La dissociazione tra il destino della macchina finanziaria e il destino della società è totale, perché il solo modo di arricchirsi della macchina finanziaria consiste nell’impoverire la società.
L’euro è stato lo strumento per l’imposizione di questo modello predatorio. Il problema dunque non è uscire dall’euro, ma uscire dal modello predatorio del capitalismo finanziario. Uscire dall’euro significherebbe accelerare la fine del progetto politico europeo senza mettere in questione le vere cause dell’impoverimento della società.
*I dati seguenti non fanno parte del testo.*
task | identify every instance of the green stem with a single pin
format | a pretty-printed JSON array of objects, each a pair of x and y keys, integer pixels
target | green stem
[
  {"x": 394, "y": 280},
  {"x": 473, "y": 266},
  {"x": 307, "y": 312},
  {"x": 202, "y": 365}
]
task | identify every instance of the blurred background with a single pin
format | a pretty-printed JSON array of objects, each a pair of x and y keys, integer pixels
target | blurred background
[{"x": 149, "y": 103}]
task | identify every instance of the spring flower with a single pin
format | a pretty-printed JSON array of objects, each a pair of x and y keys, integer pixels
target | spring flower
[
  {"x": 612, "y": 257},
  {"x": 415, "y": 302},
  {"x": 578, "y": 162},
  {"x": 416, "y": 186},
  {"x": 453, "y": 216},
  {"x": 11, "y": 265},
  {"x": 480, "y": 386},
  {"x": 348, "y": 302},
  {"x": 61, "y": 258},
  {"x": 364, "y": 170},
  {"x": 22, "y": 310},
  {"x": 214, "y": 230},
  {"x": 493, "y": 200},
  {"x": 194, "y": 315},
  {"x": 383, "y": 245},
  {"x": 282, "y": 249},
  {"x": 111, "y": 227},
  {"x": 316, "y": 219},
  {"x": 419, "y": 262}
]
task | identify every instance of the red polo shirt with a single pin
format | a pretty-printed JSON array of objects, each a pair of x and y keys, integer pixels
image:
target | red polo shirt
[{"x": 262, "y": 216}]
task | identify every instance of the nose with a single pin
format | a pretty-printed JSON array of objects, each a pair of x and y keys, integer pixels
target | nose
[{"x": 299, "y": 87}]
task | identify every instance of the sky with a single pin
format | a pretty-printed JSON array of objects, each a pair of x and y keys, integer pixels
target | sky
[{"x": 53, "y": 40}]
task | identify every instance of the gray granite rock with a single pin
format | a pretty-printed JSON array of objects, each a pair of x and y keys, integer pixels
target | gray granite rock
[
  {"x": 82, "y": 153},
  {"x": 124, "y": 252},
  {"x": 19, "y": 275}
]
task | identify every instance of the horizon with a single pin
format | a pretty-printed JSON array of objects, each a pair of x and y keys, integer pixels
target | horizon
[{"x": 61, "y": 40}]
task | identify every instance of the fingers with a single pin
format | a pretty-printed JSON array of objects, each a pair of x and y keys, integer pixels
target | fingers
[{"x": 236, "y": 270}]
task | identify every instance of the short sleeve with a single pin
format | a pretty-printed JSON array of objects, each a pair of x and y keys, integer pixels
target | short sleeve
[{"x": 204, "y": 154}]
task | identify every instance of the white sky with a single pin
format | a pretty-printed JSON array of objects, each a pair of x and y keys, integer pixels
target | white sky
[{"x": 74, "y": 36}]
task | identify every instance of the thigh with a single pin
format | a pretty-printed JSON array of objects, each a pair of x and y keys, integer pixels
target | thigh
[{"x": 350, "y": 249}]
Ma chi ha la forza per fermare o rovesciare la dinamica predatoria finazista? Un movimento solidale dei lavoratori europei potrebbe farlo, ma la precarizzazione sta distruggendo ogni tessuto di solidarietà, e sul piano politico si sgretola il consenso di cui godeva l’Unione europea fino a pochi anni fa. Lo sgretolamento politico d’Europa è all’orizzonte, come indica la crescita di forze nazionaliste in molti paesi del continente. Se FN diventa partito di maggioranza alle prossime elezioni francesi l’Unione europea non esiste più. 

A partire da Tsipras

In questo contesto nasce la proposta della lista Tsipras. Questa lista può creare le condizioni per la ricostruzione di lungo periodo della solidarietà sociale, e per riaprire il discorso sul carattere progressivo della tecnologia, sull’alleanza tra lavoro cognitivo e società, sul reddito di cittadinanza e sulla riduzione del tempo di lavoro sociale.
Un’affermazione strepitosa della lista Tsipras alle elezioni di maggio è la condizione per rimettere in moto l’intelligenza collettiva, per ricollegare intelligenza e solidarietà, per diradare la nebbia depressiva in cui sembra vagare la mente collettiva.